Очарованье сатаны | страница 27
Его благородство не тронуло Элишеву.
— Хоть ты, Шевка, я знаю, не с нами, но ты и не против нас, — неуверенно произнес Генис и, не дождавшись в ответ ни кивка, ни одобрительного взгляда, ни обязывающего или уклончивого слова, продолжил: — А пока решишь, ехать или не ехать, принеси нам чего-нибудь поесть. У меня кишки похоронный марш играют.
— И у меня, — с удовольствием потянулся к столу решительный Андронов.
Элишева выскользнула в сени и вскоре вернулась с закуской — ветчиной, ржаным хлебом, первыми овощами, головкой сыра с тмином.
— Ну как, решила? — поинтересовался Генис, наворачивая за обе щеки ветчину и похрустывая малосольными, в пупырышках, одурело пахнущими огурцами.
— А куры, а корова, а лошадь?.. Что будет с ними? — у самой себя спросила Элишева.
— А что будет с тобой, если останешься?..
— Что будет, то будет. Но я их не брошу. Без меня они подохнут.
— Воля твоя… — выковыривая ногтем крошки, застрявшие в пожелтевших от курева зубах, сказал Генис. — Но на прощание мой тебе совет — дуй отсюда, пока не поздно. Когда твоего Ломсаргиса сцапают, а его обязательно сцапают, ты уже никому не докажешь, что ничего не знала о его местонахождении. Никому.
Генис и Андронов встали из-за стола и, прихватив с собой ставшие в одночасье всенародными Ломсаргисовы грибочки в банках и пшеничный самогон в запотевших бутылках, вывалились во двор и зашагали к «эмке».
Остервенелый лай бдительного Рекса и рев мотора слились в сплошной режущий душу звук.
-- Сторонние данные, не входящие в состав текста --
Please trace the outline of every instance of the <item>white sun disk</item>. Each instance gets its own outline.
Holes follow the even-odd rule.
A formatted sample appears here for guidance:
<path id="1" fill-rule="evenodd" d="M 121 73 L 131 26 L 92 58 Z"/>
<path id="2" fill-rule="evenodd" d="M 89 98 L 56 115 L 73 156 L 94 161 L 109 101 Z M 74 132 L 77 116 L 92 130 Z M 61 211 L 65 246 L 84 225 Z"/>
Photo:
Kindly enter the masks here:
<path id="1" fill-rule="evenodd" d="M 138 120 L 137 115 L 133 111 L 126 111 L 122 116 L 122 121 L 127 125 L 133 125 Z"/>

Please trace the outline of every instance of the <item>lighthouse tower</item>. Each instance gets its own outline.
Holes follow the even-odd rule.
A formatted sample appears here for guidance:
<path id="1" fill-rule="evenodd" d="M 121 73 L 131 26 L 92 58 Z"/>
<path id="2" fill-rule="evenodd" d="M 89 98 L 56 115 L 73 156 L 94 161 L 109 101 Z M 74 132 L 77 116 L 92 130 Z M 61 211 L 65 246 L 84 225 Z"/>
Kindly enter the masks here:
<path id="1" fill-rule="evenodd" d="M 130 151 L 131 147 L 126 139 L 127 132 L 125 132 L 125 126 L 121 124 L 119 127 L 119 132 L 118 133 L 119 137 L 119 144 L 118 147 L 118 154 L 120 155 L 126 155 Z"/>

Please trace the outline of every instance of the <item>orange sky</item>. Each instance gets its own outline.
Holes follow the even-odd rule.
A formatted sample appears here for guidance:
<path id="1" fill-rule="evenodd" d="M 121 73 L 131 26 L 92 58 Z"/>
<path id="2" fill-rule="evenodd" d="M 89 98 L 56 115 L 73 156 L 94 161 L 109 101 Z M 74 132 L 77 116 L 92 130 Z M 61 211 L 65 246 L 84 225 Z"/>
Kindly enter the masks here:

Потом все, как на кладбище, затихло. Только за окном, подчеркивая ликующим жужжанием тишину, в лучах полуденного солнца нежился большой мохнатый шмель.
Шмелиное жужжание почему-то не успокаивало Элишеву, а еще больше угнетало. То был не страх за себя или за ни в чем не повинного Ломсаргиса, а вязкое и непреодолимое отчаяние. После отъезда Гениса и Андронова она была не в силах взяться за какую-нибудь работу, даже за самую необременительную — убрать со стола остатки еды, помыть посуду. Элишева сидела на лавке, вперившись взглядом в Спасителя, исполненного извечного живописного сострадания, и думала о том, что ей уже некуда и незачем ехать — ни к отцу в Мишкине, ни в Палестину — и что в этом повинна не новая власть, а она сама.
Элишева вдруг вспомнила, как уговаривали ее не предаваться пустым мечтам, остаться в Мишкине и жить так, как живут все. Откуда-то в наступившей тишине, колеблемой только ее взбудораженной мыслью, накатывали голоса; они роились, наслаивались, вытесняли друг друга, умолкали, чтобы через миг снова обрести прежнюю настойчивость и внятность.